Home, sweet home

What makes a dream home? Is it kitchen cabinets, ample storage, a three-car garage, and a whirlpool bath? Is it warmth, character, versatility, beauty, a sense of peace? There may be as many answers as there are homeowners. But there's something more that transforms a house - even as impressive as the ones built by Tedd Benson and other timber framers (see story at right) - into a real home.

The first "house" my husband and I lived in was a small, seventh-floor apartment at Fort Knox, Ky. It had a bed that folded down from the wall and a kitchen less than four feet across. But we were ecstatically happy because we were together.

I was surprised to hear a colonel's wife bitterly complaining at living in the same circumstances. I now understand that she had been used to nicer quarters, but she taught me an important lesson: A happy home doesn't depend on physical surroundings.

Mr. Benson understands this. In his book "Timberframe," he writes that clients request a dream home, one in which to raise a family and build lasting memories.

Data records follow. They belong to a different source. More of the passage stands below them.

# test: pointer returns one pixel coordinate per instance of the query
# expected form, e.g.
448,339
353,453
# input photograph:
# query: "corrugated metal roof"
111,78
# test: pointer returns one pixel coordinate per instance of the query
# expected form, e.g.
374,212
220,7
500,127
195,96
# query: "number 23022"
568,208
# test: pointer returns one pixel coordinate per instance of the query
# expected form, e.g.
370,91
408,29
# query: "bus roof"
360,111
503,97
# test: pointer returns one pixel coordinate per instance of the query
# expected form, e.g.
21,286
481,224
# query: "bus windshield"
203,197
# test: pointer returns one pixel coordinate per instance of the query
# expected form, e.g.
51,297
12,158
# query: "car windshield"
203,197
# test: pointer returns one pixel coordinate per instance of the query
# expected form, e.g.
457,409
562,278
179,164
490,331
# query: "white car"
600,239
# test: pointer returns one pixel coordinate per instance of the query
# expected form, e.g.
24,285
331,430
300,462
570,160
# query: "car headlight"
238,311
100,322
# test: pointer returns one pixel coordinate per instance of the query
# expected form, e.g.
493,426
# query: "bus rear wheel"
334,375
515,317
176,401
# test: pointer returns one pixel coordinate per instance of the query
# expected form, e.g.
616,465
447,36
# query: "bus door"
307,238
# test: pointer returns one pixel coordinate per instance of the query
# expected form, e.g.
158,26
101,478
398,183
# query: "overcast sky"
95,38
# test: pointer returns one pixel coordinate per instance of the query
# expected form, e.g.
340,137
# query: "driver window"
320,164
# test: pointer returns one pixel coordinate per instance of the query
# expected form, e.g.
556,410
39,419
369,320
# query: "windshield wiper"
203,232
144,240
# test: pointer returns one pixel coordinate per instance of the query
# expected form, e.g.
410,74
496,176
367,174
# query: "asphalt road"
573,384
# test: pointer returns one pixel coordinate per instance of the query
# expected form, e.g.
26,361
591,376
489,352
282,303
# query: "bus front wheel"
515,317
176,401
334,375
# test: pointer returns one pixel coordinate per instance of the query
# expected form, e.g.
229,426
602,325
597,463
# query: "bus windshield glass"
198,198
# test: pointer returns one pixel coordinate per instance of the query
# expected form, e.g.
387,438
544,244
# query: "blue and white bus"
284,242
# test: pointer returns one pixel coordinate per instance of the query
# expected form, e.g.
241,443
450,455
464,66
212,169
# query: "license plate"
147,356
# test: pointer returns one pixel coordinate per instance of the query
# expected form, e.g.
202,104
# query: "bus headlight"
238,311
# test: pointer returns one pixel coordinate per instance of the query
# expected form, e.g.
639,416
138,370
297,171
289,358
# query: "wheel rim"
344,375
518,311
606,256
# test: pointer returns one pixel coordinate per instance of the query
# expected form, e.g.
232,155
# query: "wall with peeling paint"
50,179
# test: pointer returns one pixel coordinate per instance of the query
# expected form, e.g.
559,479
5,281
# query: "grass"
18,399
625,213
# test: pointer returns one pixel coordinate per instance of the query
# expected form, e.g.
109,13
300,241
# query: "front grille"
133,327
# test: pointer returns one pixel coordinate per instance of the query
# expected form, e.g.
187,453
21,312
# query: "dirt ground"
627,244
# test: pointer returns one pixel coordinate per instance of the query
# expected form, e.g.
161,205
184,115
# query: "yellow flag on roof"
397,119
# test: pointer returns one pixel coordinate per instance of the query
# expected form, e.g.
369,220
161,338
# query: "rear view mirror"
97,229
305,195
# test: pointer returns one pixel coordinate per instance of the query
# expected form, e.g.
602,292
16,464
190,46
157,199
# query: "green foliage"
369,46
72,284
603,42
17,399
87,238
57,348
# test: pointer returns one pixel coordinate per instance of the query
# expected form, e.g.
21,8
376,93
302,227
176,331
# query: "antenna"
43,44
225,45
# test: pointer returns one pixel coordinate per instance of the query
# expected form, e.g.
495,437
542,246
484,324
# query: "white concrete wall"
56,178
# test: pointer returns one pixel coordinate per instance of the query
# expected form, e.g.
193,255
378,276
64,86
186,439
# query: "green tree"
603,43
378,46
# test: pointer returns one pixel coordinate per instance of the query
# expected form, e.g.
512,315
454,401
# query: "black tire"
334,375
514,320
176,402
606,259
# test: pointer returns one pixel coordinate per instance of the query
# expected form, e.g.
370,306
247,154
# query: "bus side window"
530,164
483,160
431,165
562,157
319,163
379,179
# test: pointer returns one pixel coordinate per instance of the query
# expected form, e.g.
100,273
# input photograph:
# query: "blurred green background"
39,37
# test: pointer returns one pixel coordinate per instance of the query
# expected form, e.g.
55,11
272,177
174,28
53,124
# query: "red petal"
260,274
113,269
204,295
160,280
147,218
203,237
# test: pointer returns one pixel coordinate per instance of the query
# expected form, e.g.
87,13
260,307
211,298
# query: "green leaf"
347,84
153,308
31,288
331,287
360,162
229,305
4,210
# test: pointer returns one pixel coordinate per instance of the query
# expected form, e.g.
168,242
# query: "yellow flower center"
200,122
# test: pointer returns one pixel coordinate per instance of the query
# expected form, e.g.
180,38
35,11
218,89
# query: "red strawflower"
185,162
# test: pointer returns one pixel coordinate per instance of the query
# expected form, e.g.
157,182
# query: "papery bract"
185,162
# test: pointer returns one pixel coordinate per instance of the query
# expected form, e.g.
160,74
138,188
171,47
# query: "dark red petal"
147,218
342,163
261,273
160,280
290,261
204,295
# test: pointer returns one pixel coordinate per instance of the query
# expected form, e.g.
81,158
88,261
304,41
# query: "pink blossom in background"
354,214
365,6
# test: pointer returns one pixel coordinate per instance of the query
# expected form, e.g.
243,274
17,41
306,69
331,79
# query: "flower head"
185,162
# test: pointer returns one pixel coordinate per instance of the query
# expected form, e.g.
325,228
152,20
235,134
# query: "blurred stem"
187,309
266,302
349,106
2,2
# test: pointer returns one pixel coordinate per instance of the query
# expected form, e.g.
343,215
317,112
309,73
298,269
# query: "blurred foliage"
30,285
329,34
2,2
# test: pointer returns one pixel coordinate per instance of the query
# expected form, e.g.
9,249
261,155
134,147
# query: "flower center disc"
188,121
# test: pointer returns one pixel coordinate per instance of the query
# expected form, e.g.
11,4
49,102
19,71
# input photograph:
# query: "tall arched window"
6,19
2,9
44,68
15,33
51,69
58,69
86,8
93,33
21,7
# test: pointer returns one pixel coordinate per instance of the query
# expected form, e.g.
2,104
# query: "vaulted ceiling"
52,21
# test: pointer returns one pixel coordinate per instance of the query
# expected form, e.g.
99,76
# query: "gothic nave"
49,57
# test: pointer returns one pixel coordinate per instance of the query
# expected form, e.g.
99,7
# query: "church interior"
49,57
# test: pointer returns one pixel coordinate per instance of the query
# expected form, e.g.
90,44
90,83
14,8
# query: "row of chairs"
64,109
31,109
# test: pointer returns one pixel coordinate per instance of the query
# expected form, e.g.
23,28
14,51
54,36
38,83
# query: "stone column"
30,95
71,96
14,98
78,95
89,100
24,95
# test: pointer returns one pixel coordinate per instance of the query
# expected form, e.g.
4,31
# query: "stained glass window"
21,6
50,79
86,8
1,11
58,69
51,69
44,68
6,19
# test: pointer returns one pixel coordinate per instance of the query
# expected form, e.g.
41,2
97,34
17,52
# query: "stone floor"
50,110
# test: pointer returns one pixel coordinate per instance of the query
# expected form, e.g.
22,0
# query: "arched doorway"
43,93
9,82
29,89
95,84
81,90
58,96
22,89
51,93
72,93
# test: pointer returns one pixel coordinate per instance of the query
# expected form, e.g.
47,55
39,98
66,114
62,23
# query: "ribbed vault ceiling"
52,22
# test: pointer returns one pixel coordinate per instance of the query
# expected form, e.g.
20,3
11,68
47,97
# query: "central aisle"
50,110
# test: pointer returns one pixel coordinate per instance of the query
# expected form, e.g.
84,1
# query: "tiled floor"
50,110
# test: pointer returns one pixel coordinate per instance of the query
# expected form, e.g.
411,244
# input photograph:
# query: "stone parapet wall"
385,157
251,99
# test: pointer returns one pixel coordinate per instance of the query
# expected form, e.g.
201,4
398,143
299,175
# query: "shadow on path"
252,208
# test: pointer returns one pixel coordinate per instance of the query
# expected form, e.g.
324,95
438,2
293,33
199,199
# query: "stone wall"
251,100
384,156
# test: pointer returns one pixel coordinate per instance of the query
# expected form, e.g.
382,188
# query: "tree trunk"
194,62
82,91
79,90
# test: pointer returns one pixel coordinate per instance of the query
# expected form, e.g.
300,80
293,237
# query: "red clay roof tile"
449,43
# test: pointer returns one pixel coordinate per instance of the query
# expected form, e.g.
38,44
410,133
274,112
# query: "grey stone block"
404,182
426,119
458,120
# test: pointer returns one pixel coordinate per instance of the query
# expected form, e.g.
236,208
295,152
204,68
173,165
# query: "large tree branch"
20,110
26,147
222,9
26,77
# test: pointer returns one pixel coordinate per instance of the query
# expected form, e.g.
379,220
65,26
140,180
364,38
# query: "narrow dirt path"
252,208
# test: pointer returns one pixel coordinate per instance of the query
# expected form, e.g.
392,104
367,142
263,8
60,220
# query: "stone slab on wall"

He sees these requests as having a deeper meaning: "Home design is not really about physical matter - the concrete, brick, stone, and wood - but about the people who will inhabit the home, how it functions for them, and how it might enrich their lives.

"Designing homes to reach this higher goal requires humility and listening skills," he says. Valuable skills not just for the builder, but also for the occupants, who want to make a house - whether humble or a mansion - a true home.